Personal information
- Full name: Donald Rapo
- Date of birth: 4 October 1990 (age 34)
- Place of birth: Tirana, Albania
- Height: 1.83 m (6 ft 0 in)
- Position(s): Left-back

Senior career*
- Years: Team / Apps / (Gls)
- 2011–2014: Olimpic / 73 / (6)
- 2014–2015: Burreli / 21 / (4)
- 2015–2020: Luftëtari / 125 / (11)
- 2020: Laçi / 24 / (3)
- 2021: Drenica / 13 / (2)
- 2021: Kukësi / 0 / (0)

= Donald Rapo =

Albanian footballer

Donald Rapo (born 4 October 1990) is an Albanian professional football player who plays as a left-back.

==Club career==
===Burreli===
In August 2014, Rapo moved to Kategoria e Parë club KS Burreli.
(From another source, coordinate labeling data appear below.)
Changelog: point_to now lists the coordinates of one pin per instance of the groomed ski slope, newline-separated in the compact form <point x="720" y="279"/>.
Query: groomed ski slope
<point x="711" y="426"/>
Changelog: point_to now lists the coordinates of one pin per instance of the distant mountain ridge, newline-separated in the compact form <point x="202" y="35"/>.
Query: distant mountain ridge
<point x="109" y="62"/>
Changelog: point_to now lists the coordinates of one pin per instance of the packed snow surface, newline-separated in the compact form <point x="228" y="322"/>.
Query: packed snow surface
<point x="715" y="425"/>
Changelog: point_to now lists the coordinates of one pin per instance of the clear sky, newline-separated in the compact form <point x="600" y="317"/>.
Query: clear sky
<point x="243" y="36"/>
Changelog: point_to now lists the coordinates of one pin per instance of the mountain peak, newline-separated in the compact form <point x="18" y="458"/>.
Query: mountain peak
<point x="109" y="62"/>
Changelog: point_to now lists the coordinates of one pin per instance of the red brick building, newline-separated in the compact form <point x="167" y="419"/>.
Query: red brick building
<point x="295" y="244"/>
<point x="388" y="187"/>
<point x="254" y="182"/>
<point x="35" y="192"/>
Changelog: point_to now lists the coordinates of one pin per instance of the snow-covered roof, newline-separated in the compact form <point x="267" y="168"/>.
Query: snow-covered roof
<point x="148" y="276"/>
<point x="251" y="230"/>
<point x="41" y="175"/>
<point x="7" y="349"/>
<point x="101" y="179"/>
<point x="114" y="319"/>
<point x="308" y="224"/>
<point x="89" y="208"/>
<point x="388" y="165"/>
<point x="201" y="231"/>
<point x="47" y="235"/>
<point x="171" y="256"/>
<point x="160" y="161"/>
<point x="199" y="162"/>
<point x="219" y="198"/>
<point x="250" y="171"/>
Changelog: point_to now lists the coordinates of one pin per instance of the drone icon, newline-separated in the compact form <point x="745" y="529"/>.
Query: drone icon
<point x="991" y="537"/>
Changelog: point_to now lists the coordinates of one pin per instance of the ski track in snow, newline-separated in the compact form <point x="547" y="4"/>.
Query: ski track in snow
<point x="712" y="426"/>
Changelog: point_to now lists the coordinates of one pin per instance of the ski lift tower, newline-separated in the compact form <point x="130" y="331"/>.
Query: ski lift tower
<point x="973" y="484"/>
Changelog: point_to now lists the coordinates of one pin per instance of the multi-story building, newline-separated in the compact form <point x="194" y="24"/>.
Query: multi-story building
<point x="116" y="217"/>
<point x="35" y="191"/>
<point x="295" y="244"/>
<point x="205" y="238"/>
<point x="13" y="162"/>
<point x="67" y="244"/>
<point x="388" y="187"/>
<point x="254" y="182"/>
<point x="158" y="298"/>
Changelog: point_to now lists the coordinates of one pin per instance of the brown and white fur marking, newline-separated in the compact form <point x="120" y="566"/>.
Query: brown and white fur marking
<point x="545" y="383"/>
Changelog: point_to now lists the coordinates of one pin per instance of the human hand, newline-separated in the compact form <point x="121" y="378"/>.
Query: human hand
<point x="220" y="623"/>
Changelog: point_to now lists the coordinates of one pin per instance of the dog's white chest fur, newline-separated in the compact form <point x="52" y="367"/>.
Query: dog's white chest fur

He made his league debut for the club on 27 September 2014 in a 1–0 away loss to Besëlidhja. He played all ninety minutes of the match, receiving a yellow card in the 77th minute. He scored his first league goal for the club on 13 December 2014 in a match against the same side he made his debut against, Besëlidhja. The match ended 2–1 in favor of Burreli. His goal, scored in the 85th minute, made the score 2–1. He played all ninety minutes of the match.

===Luftëtari===
In the summer 2015, Rapo moved to then Kategoria e Parë side Luftëtari. He made his league debut for the club on 12 September 2015 in a 2–0 away victory over Dinamo. He was subbed on for Mustafa Agastra in the 67th minute. He scored his first league goal for the club came after their promotion to the Kategoria Superiore. It came on 22 December 2016 in a 2–2 home draw with FK Kukësi. His goal, scored in the 88th minute, made the score 2–2. He was subbed off three minutes later, being replaced by Brixhild Brahimaj.

===Kukësi===
In July 2021, FK Kukësi announced to have signed Rapo on a two-year contract. Soon following his arrival, the defender fell out of favor with manager Diego Longo, who excluded him from the team. Rapo did not play a single match in the Kategoria Superiore, but did feature six times on the bench. He did, however, play in two cup matches against KF Maliqi in the first round. In December, he announced his departure from the club.